Aa
ARC520 Late-breaker at AASLD 2015
LB-9
ARC-520 produces deep and durable knockdown of
viral antigens and DNA in a phase II study in patients
with chronic hepatitis B
Man-Fung Yuen1, Henry Lik-Yuen Chan2
, Sze Hang Kevin Liu1, Bruce Given3, Thomas Schluep3, James Hamilton3, Ching-Lung Lai1, Stephen Locarnini4, Johnson Y. Lau5, Carlo Ferrari6, Robert Gish7,8
; 1The University of Hong Kong, Hong Kong, China;
2The Chinese University of Hong Kong, Hong Kong, China;
3Arrowhead Research Corp., Pasadena, CA;
4Victorian Infectious Diseases Reference Laboratory, Melbourne, VIC, Australia;
5Hong Kong Polytechnic University, Hong Kong, China;
6University of Parma, Parma, Italy;
7Stanford University, Palo Alto, CA;
8Hepatitis B Foundation, Doylestown, PA
Chronic hepatitis B (CHB) has become an important target for drug development. ARC-520 (ARC), the first RNA interference-based drug to reach patients (pts), targets ccc-DNA-derived mRNA; herein we report results in CHB.
Methods:
58 CHB pts (48 ARC, 10 placebo (PL), mean age 41 yrs (range 23-59) were included. 38 pts were HBeAg-neg and 20 HBeAg-pos.

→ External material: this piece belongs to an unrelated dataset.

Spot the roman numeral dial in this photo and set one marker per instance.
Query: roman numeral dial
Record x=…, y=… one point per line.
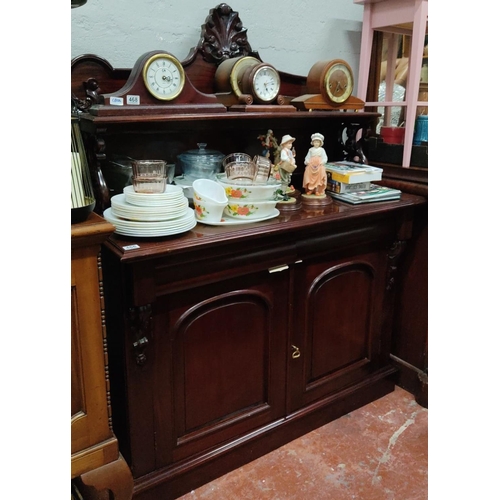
x=164, y=76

At entry, 32 of 38 HBeAg-neg and 14 of 20 HBeAg-
pos had taken entecavir (ETV) for mean of 5 yrs (range 2-8) and were on ETV throughout the study. 12 treatment naïve pts
(6 HBeAg-neg, 6 HBeAg-pos) started on ETV during the trial.
All pts received a single dose IV of ARC or PL (6 HBeAg-pos received a divided dose of ARC separated by 2 wks) and had viral parameter knockdown (KD) measured over 85 days [qHBsAg, HB core-related antigen (qHBcrAg) and viral DNA in all, qHBeAg in HBeAg-pos]. Doses were 1-4 mg/kg in HBeAg-neg. All HBeAg-pos received 4 mg/kg. 15 pts are continuing in follow-up.
Results:
ARC therapy was well tolerated - 23%
reported a mild or mod adverse event (AE) with no AE rated serious, severe, drug-related or causing withdrawal from the trial. Viral DNA was below level of quantitation in all chronic ETV pts at study entry. Naïve pts reduced viral DNA up to 4.3
log (mean 2.2 log) after ARC and ETV. ARC reduced viral antigens with qHBeAg best KD of 1.7 log (mean max 1.2 log)

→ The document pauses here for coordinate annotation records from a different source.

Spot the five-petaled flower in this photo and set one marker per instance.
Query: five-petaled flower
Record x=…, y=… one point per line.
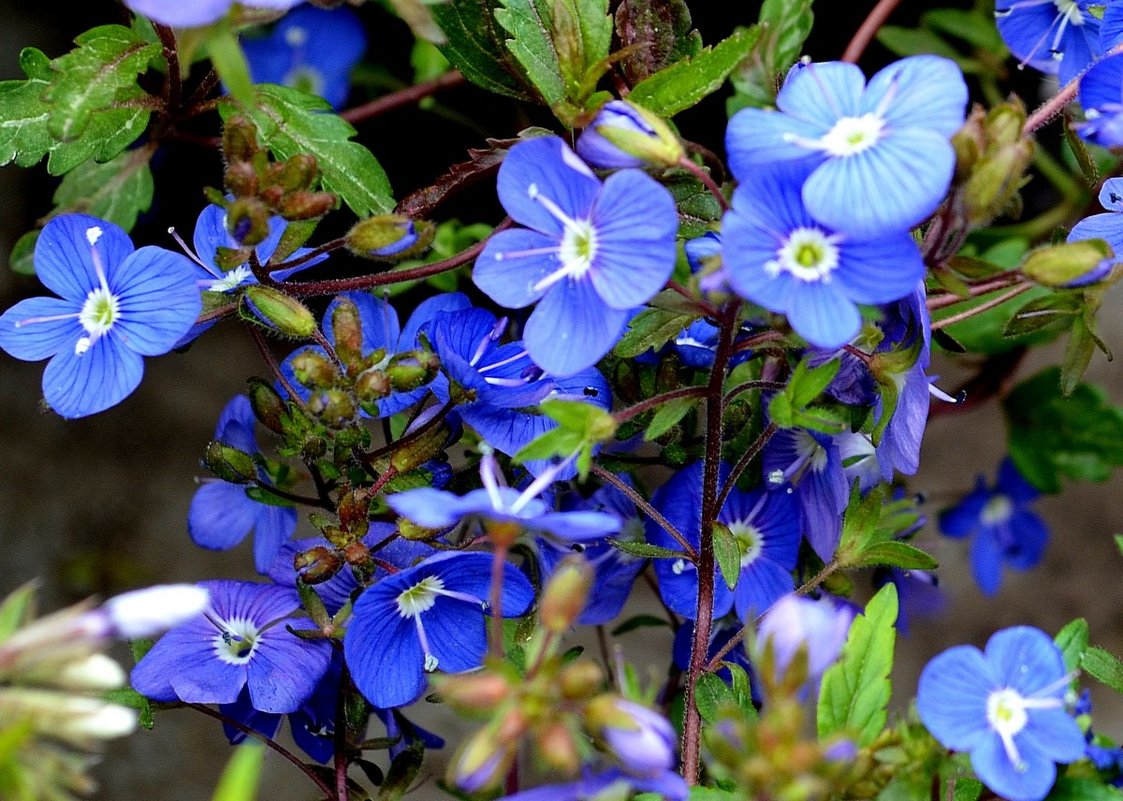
x=591, y=252
x=117, y=305
x=1006, y=707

following a single 4 mg/kg dose. In naïve pts, best qHBsAg KD of 1.9 log (mean max 1.1 log) in HBeAg-pos and 0.7 log
(mean max 0.2 log) in HBeAg-neg were observed. qHBcrAg showed a dose response in HBeAg-neg with best KD at 1 mg/kg of 0.18 log (mean max 0.15 log) and 1.1 log (mean max 0.9 log) with 4 mg/kg. HBeAg-pos showed best KD of 1.1 log
(mean max 0.92 log). The qHBsAg dose response was less deep in chronic ETV pts with best observed reduction of 0.3
log (mean max 0.2 log) observed at 1 mg/kg vs 0.5 log (mean max 0.4 log) at 4 mg/kg in HBeAg-neg. Best qHBsAg KD in
chronic ETV treated HBeAg-pos was 0.7 log (mean max 0.3 log). Divided doses at 4 mg/kg did not increase antigen KD.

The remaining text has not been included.